There are multiple sides to every issue, and Juneau’s Democratic representative, Sam Kito III, made sure to touch on both sides of two of the hottest topics in Juneau these days.
The first of those being: When Alaskans go to the polls this August, should they repeal SB21? The state’s new oil tax system has been labeled a “giveaway” by Democrats while officially called the “More Alaska Production Act” by its supporters.
The second issue, whether the state should build a road out of the capital city, doesn’t carry the same debate-sparking potential statewide. But in Juneau, “The Road” can be as divisive as any other piece of public policy.
Speaking to the Juneau Chamber of Commerce crowd, Kito was noncommittal on both issues while highlighting aspects of each that concern him.
During his opening remarks, Kito started to discuss the SB21 issue, but quickly reverted back to prepared notes before offering his opinion. During a question and answer session following his speech, Kito was asked if he — like “the majority of Alaskan businesses” — is opposed to the repeal of SB21.
“I’m still in the decision-making process here; I wasn’t around when SB21 passed,” Kito said.
In a Q&A published in the Juneau Empire when he was appointed earlier this year, the Juneau Democrat took a stronger stance.

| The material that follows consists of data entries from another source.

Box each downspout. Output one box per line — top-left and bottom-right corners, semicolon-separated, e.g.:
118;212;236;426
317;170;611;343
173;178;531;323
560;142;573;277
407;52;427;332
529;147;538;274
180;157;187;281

“I don’t know all the details. I do know I have concerns we’re giving money away in a time we’re seeing declining budgets ... at this point, I don’t believe (SB21) was the best way to move forward,” Kito said in that report. We went on to say, “... at this point, I am personally in favor of repealing SB21.”
He told the chamber that oil prices are at a “sweet spot” where both SB21 and the previous oil tax system are producing the same returns for the state, but that world events could indicate oil prices are on the rise — a fact that, if true, would result in less money for the state under SB21.
“If (oil prices are) going to be increasing, I’m concerned that, perhaps, we may have left money on the table that, with our declining revenue situation, could be very important for state services,” Kito said.
Republicans and other supporters of the new oil tax structure have pointed to billions of dollars of new investment on the North Slope as supporting evidence for their cause. Opponents say that is a facade by oil companies and not indicative of better days ahead.
The road is “estimated at over $500 million to complete,” Kito said. “Do we receive $500 million in commerce or revenue back to the state or the city? That’s a tough one to support.”
He said that while the road would eliminate a costly ferry route that runs north from the Auke Bay ferry terminal, the project’s savings are mitigated by its proposed shuttle ferry near Haines.
“You still have 12 hours worth of fuel ... and then you’re going to have an additional 65 miles of road to maintain,” Kito said. “I haven’t seen the numbers that show that to actually balance out to the state’s favor, so I’m concerned we actually end up increasing the operating budget.”
He told the audience that, for him, this issue is about the timing of the project rather than it’s non-fiscal merits.
“I’m not sure this is the right time to spend a significant amount of money on a project that the state doesn’t seem to get any revenue from,” he said.